要するに、世界の株式に投資するのですが、どの銘柄に投資するかは現時点では未定ということですね。この投資信託を購入した投資家は、当然このことを理解していると思います。
ただし、何に投資するかわからないものに投資するのなら、それは”さすが富裕層”というべき人たちでしょう。投資は余裕資金で最後は目をつぶって行うべし、というのを地で行っています。
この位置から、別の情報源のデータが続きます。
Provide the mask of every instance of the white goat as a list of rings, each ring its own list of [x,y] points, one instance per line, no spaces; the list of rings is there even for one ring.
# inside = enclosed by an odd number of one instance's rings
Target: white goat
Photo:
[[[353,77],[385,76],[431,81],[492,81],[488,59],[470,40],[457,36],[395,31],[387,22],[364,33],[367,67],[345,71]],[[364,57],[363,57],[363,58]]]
もっとも、販売会社である金融機関はこの投資信託を売るだけですから、投資リスクは一切負いません。
結局、販売会社にとって、こうした設定時に大きな資金を集められる大型ファンドが”いい投資信託”で、いくら運用成績が優れていても売れない投資信託は”ダメ”な投資信託なのです。
設定時の純資産総額が9割以上減るのが投資信託の実態
さて、さしもの”いい投資信託”でも、いつかは寿命を迎えます。図表1はかつての売れ筋投資信託が新規設定時に募集した金額と、現在の純資産総額の比較です。本来は設定時当初と現在の残存口数を比べたいところですが、資産規模のバロメーターとして純資産総額で比較してみます。
かなりショッキングなデータですが、設定当時の募集金額が1兆円に迫ろうかといった投資信託でさえ、運用環境が悪化して解約を受け続けると、年々資産を減らしてしまうのです。
驚くべきは純資産総額の減少率です。巨大な大ヒット投資信託でさえ、平均すると運用期間中に9割以上の資産を減らし、年平均3割近くの資産減少に見舞われているのが実態です。